Political Science Quarterly
- Discipline: Political science
- Language: English
- Edited by: Robert Y. Shapiro

Publication details
- History: 1886–present
- Publisher: Academy of Political Science (United States)
- Frequency: Quarterly
- Impact factor: 2.675 (2020)

Standard abbreviations
- ISO 4: Political Sci. Q.
- NLM: Polit Sci Q

Indexing
- ISSN: 0032-3195 (print) 1538-165X (web)
- LCCN: 07036315
- JSTOR: 00323195
- OCLC no.: 785797935

Links
- Journal homepage; Online archive; Online archive (Academy of Political Science);

= Political Science Quarterly =

Double blind peer-reviewed academic journal

Political Science Quarterly is an American double blind peer-reviewed academic journal covering government, politics, and policy, published since 1886 by the Academy of Political Science. Its editor-in-chief is Robert Y. Shapiro (Columbia University).

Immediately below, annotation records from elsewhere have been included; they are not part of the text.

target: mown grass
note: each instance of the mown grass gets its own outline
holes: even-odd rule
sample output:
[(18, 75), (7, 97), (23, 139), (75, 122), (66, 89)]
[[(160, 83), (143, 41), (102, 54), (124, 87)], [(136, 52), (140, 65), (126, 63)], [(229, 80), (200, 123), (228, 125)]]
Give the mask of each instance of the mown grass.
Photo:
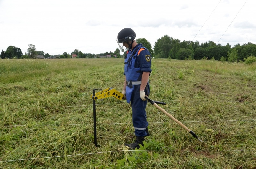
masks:
[(151, 136), (127, 151), (130, 106), (109, 98), (96, 102), (96, 147), (90, 95), (121, 91), (123, 62), (0, 60), (0, 168), (256, 168), (255, 64), (153, 59), (150, 98), (204, 143), (149, 104)]

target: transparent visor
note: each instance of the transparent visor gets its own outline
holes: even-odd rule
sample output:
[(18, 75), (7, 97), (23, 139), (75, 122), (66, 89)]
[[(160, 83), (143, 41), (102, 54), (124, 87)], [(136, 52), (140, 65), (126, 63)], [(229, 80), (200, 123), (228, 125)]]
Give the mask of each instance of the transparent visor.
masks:
[(119, 48), (120, 48), (120, 50), (121, 52), (126, 52), (129, 49), (125, 46), (123, 46), (122, 43), (119, 43), (118, 42), (118, 40), (117, 39), (117, 38), (116, 38), (116, 41), (117, 42), (118, 46), (119, 46)]

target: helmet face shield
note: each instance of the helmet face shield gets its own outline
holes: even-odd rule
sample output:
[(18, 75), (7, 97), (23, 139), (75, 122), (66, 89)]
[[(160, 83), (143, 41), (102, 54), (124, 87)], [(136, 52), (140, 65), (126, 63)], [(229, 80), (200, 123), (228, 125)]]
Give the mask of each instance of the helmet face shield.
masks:
[(120, 40), (118, 40), (117, 39), (117, 38), (116, 38), (116, 41), (117, 42), (118, 46), (119, 46), (119, 48), (120, 48), (120, 50), (121, 51), (124, 52), (126, 52), (129, 49), (128, 49), (128, 48), (125, 46), (123, 46), (123, 42), (118, 42), (118, 41), (119, 42), (120, 41)]

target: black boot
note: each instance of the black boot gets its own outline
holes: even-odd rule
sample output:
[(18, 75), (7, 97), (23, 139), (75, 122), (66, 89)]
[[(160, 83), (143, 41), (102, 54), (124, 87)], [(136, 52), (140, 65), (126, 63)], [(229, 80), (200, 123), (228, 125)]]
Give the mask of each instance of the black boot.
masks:
[(146, 133), (147, 133), (147, 135), (145, 136), (150, 136), (150, 133), (149, 133), (149, 132), (148, 131), (148, 127), (147, 127), (146, 128)]
[(125, 146), (128, 146), (129, 148), (131, 149), (135, 149), (137, 147), (137, 149), (140, 148), (140, 147), (139, 145), (140, 144), (142, 146), (144, 145), (143, 144), (143, 141), (145, 139), (144, 138), (144, 137), (139, 137), (138, 136), (136, 136), (136, 141), (135, 141), (135, 143), (131, 143), (131, 144), (125, 144), (124, 145)]

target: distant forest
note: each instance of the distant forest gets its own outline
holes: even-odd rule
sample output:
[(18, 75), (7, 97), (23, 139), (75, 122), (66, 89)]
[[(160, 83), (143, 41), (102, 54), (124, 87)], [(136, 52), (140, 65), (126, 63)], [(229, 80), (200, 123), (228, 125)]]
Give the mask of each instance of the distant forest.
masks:
[[(172, 58), (181, 60), (208, 59), (231, 61), (244, 61), (248, 57), (256, 56), (256, 44), (248, 42), (247, 43), (239, 43), (231, 47), (229, 43), (225, 46), (220, 44), (216, 44), (212, 41), (200, 43), (197, 41), (193, 42), (181, 41), (180, 40), (173, 39), (166, 35), (157, 39), (152, 48), (150, 43), (145, 38), (136, 40), (138, 43), (142, 43), (150, 52), (152, 57), (158, 58)], [(29, 44), (25, 54), (19, 48), (9, 46), (5, 51), (2, 50), (0, 57), (4, 58), (36, 58), (38, 55), (44, 56), (45, 58), (71, 58), (73, 54), (76, 54), (78, 58), (92, 58), (100, 56), (116, 55), (116, 57), (123, 57), (125, 53), (120, 55), (120, 50), (117, 48), (112, 52), (106, 52), (95, 54), (83, 53), (77, 49), (73, 51), (62, 54), (51, 55), (44, 51), (37, 51), (35, 45)]]

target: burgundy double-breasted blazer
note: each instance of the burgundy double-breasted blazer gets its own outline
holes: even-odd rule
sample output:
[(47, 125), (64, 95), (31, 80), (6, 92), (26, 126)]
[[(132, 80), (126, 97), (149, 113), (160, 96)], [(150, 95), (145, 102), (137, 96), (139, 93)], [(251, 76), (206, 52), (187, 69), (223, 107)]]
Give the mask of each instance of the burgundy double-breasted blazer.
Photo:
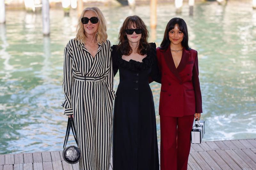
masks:
[(158, 47), (156, 55), (162, 74), (159, 114), (182, 117), (202, 113), (197, 52), (183, 49), (177, 69), (170, 48), (165, 51)]

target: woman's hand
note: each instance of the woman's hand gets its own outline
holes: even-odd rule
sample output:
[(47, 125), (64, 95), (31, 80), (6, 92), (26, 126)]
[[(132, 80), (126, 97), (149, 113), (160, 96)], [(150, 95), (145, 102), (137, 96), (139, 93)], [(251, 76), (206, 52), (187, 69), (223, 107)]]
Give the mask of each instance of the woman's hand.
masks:
[(195, 119), (197, 119), (197, 120), (200, 120), (200, 117), (201, 117), (201, 113), (196, 113), (196, 114), (195, 114)]

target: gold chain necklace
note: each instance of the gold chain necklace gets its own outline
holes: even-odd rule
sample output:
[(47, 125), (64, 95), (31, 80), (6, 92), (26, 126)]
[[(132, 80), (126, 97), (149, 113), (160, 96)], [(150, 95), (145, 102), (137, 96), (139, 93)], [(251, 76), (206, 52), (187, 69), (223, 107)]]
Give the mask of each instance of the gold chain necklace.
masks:
[[(171, 48), (170, 48), (171, 49)], [(183, 48), (182, 48), (181, 49), (180, 49), (180, 50), (174, 50), (173, 49), (171, 49), (171, 51), (175, 51), (176, 53), (178, 53), (179, 52), (182, 51), (182, 50), (183, 49)]]

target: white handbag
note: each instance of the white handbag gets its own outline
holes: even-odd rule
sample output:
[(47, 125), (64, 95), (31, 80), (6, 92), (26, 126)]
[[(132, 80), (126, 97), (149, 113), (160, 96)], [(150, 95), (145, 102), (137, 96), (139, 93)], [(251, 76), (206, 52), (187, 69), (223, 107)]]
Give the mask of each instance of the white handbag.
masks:
[(204, 121), (203, 120), (197, 121), (197, 119), (196, 119), (191, 130), (191, 143), (192, 144), (201, 144), (205, 133)]

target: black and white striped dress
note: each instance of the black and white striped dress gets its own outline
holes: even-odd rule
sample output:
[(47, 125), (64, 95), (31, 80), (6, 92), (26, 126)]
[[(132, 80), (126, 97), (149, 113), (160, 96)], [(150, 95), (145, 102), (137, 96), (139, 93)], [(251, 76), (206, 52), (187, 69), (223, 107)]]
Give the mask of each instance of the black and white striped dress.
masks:
[(74, 114), (80, 169), (109, 169), (115, 96), (110, 47), (108, 40), (99, 44), (94, 58), (74, 39), (65, 49), (62, 107), (66, 115)]

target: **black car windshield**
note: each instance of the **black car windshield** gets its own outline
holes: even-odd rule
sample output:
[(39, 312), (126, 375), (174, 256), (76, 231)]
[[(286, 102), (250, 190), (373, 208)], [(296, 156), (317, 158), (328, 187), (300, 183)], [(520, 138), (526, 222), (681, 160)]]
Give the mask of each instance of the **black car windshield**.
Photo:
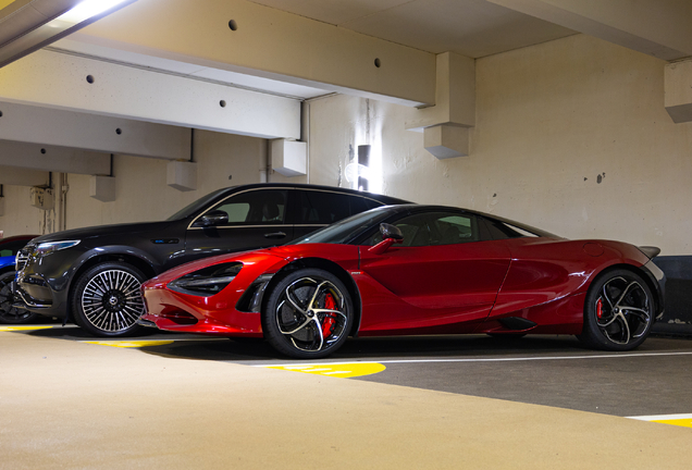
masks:
[(384, 206), (351, 215), (341, 222), (312, 232), (302, 238), (295, 239), (291, 242), (291, 245), (306, 243), (346, 244), (364, 230), (390, 217), (396, 208)]
[(225, 193), (227, 190), (228, 188), (223, 188), (223, 189), (218, 189), (213, 193), (209, 193), (207, 196), (202, 196), (196, 201), (185, 206), (183, 209), (175, 212), (173, 215), (171, 215), (166, 220), (173, 221), (173, 220), (187, 219), (188, 217), (195, 214), (197, 211), (206, 207), (211, 200), (218, 197), (221, 193)]

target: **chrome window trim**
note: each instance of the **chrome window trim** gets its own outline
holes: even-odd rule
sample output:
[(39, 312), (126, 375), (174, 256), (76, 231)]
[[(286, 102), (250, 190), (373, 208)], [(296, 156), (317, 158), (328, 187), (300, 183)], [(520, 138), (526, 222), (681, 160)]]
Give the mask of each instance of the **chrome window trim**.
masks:
[[(272, 225), (221, 225), (221, 226), (212, 226), (211, 228), (272, 228), (272, 227), (285, 227), (293, 226), (291, 224), (272, 224)], [(187, 230), (205, 230), (210, 227), (188, 227)]]
[[(257, 190), (267, 190), (267, 189), (283, 189), (286, 190), (286, 193), (289, 189), (294, 189), (292, 187), (281, 187), (281, 186), (269, 186), (269, 187), (261, 187), (261, 188), (251, 188), (251, 189), (245, 189), (238, 193), (233, 193), (228, 196), (226, 196), (225, 198), (221, 199), (220, 201), (218, 201), (217, 203), (214, 203), (212, 207), (217, 207), (222, 202), (225, 202), (227, 199), (244, 194), (244, 193), (250, 193), (250, 191), (257, 191)], [(286, 207), (288, 207), (288, 195), (286, 194)], [(209, 212), (210, 209), (207, 209), (206, 211), (201, 212), (199, 215), (197, 215), (195, 219), (193, 219), (193, 221), (189, 223), (189, 225), (187, 225), (187, 230), (203, 230), (206, 227), (194, 227), (193, 225), (195, 224), (195, 222), (197, 222), (197, 219), (199, 219), (200, 217), (202, 217), (203, 214), (206, 214), (207, 212)], [(214, 228), (235, 228), (235, 227), (256, 227), (256, 226), (285, 226), (288, 224), (279, 224), (279, 225), (214, 225)], [(208, 227), (207, 227), (208, 228)]]
[[(368, 197), (368, 196), (359, 196), (359, 195), (355, 195), (355, 194), (350, 194), (350, 193), (341, 193), (341, 191), (335, 191), (335, 190), (330, 190), (330, 189), (312, 189), (312, 188), (305, 188), (305, 187), (297, 187), (297, 186), (267, 186), (267, 187), (261, 187), (261, 188), (251, 188), (251, 189), (245, 189), (238, 193), (233, 193), (232, 195), (226, 196), (225, 198), (221, 199), (219, 202), (217, 202), (214, 206), (218, 206), (222, 202), (224, 202), (226, 199), (232, 198), (234, 196), (237, 196), (239, 194), (243, 193), (249, 193), (249, 191), (256, 191), (256, 190), (265, 190), (265, 189), (285, 189), (286, 191), (288, 190), (301, 190), (301, 191), (316, 191), (316, 193), (332, 193), (332, 194), (336, 194), (339, 196), (351, 196), (351, 197), (360, 197), (362, 199), (368, 199), (371, 201), (374, 201), (376, 203), (379, 203), (380, 206), (386, 206), (385, 202), (379, 201), (374, 198)], [(288, 207), (288, 200), (286, 200), (286, 207)], [(200, 217), (202, 217), (203, 214), (206, 214), (207, 212), (209, 212), (209, 209), (201, 212), (199, 215), (197, 215), (195, 219), (193, 219), (193, 221), (189, 223), (189, 225), (187, 225), (187, 230), (203, 230), (205, 227), (194, 227), (193, 224), (195, 224), (195, 222), (197, 222), (197, 219), (199, 219)], [(292, 226), (291, 224), (280, 224), (280, 225), (221, 225), (221, 226), (215, 226), (215, 228), (237, 228), (237, 227), (269, 227), (269, 226)], [(321, 226), (329, 226), (329, 224), (295, 224), (293, 226), (317, 226), (317, 227), (321, 227)]]

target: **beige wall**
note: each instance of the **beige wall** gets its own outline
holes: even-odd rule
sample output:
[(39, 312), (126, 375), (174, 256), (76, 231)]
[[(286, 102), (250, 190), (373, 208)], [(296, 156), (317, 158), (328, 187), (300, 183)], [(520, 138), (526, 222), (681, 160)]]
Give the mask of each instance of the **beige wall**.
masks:
[[(664, 109), (664, 65), (583, 35), (480, 59), (471, 152), (449, 160), (404, 131), (416, 110), (370, 101), (382, 190), (692, 253), (692, 123)], [(364, 110), (344, 96), (311, 103), (311, 183), (336, 184), (348, 146), (366, 143)]]
[[(309, 182), (350, 186), (349, 151), (370, 144), (380, 175), (373, 190), (491, 212), (570, 238), (690, 255), (692, 123), (674, 124), (664, 109), (664, 65), (583, 35), (480, 59), (471, 154), (450, 160), (435, 159), (422, 134), (405, 131), (415, 109), (317, 99), (309, 106)], [(267, 149), (263, 139), (197, 132), (199, 185), (188, 193), (166, 186), (165, 161), (115, 156), (115, 202), (89, 198), (89, 176), (69, 176), (67, 227), (164, 219), (213, 189), (259, 182)], [(5, 186), (4, 195), (5, 236), (53, 231), (54, 213), (29, 207), (28, 188)]]

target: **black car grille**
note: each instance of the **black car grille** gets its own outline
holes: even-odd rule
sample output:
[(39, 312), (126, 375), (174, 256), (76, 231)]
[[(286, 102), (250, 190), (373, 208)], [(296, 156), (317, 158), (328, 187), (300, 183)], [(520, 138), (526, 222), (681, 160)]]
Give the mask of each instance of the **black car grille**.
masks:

Each issue consists of five or six articles as well as up to 40 book reviews.

According to the Journal Citation Reports, the journal has a 2020 impact factor of 2.675, ranking it 60th out of 183 journals in the category "Political Science." According to the SCImago Journal Rank, the PSQ has a score of 1.025, ranking it 159 out of 1316 journals in the category "Sociology and Political Science."

== History ==
Political Science Quarterly was established in 1886 by John W. Burgess (Columbia University), the Academy's first president, with the active involvement of New York publisher George A. Plimpton.

Demetrios James Caraley, political scientist at Columbia University, served as the editor of the journal for 43 years from 1973 to 2020.